Alfonsine solidale e Partecipazione sociale aderiscono all’appello Regione Futura

I gruppi civici Partecipazione Sociale e Alfonsine solidale aderiscono all’appello “Regione Futura. Ripensiamo il futuro dell’Emilia-Romagna” per riunire forze ecologiste, progressiste, civiche, movimenti delle donne e femministi, forze riformiste e di sinistra nella costruzione di una lista unitaria, componente qualificante di un nuovo Centro Sinistra, per un Governo Regionale che persegua un futuro sostenibile per tutte e tutti.

“Rinnovare l’orizzonte culturale della sinistra per costruire un campo largo di forze progressiste capace di risposte nuove ed efficaci ai problemi della nostra comunità”: questo il motto adottato lo scorso 31 gennaio dai gruppi civici Partecipazione Sociale e Alfonsine solidale in occasione della propria presentazione pubblica.

In quella occasione le due formazioni avevano affermato: “Le nostre comunità, come del resto l’intera società italiana, sono attraversate da profondi mutamenti. Dopo la lunga stagione di crisi, protrattasi dal 2007 al 2013, la modesta ripresa che ne è seguita ha ulteriormente accentuato le diseguaglianze sociali, con l’effetto della concentrazione di gran parte della ricchezza nelle mani di pochi e della concomitante creazione di nuove povertà, esclusione sociale e deprivazione di diritti fondamentali, quali l’accesso alle cure sanitarie e all’istruzione superiore. È aumentata la disoccupazione e il lavoro povero e privo di diritti, si è diffusa una percezione di insicurezza ed arretramento sociale.

Il ruolo di ascensore sociale della democrazia si è fermato. Gli schemi della sinistra del ‘900 si dimostrano di fatto inadeguati ad interpretare i cambiamenti sociali che si sono verificati e dunque ad aprire nuove prospettive.
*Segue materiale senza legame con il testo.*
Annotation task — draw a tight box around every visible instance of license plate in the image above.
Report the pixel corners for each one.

Per questo pensiamo sia necessario ripartire dall’ambito locale per costruire una esperienza politica orientata ad elaborare un progetto di lungo respiro, che vada oltre le contingenze del presente per disegnare una nuova prospettiva e speranza di cambiamento, innovando radicalmente gli orizzonti culturali e programmatici della sinistra.

Una innovazione che per realizzarsi richiede sia l’attivazione di competenze, sia il confronto con le realtà sociali e le persone impegnate nel civismo, nell’associazionismo ambientale, nei movimenti delle donne, nel mondo del lavoro, della disoccupazione e del precariato.

Noi ci proponiamo di contribuire a questa ricerca ed elaborazione, aggregando un raggruppamento civico dotato di un proprio profilo identitario e programmatico, con lo scopo di ricostruire un campo largo di forze progressiste e popolari, capace di contendere il consenso all’insorgenza della destra e assicurare nuovo slancio, rinnovati programmi e personale politico al governo locale”.

Le ragioni che spinsero le forze scese in campo a costituire la lista civica, in occasione delle elezioni amministrative dei Comuni di Lugo ed Alfonsine, sono da ascriversi alla necessità di dare una risposta ai problemi delle comunità locali contribuendo, nella dimensione regionale, a promuovere un raggruppamento di forze che dia slancio e respiro di governo alle rispettive istanze.

In chiusura alla nota diffusa si legge: “Per questo aderiamo all’appello Regione Futura e mettiamo a disposizione la nostra azione in ambito locale per la costituzione e il successo elettorale di una lista civica regionale che si riconosca in questi valori. Approvato nell’Assemblea congiunta di Partecipazione Sociale e Alfonsine solidale, svolta presso il Centro Sociale il Tondo a Lugo il 30 ottobre 2019”.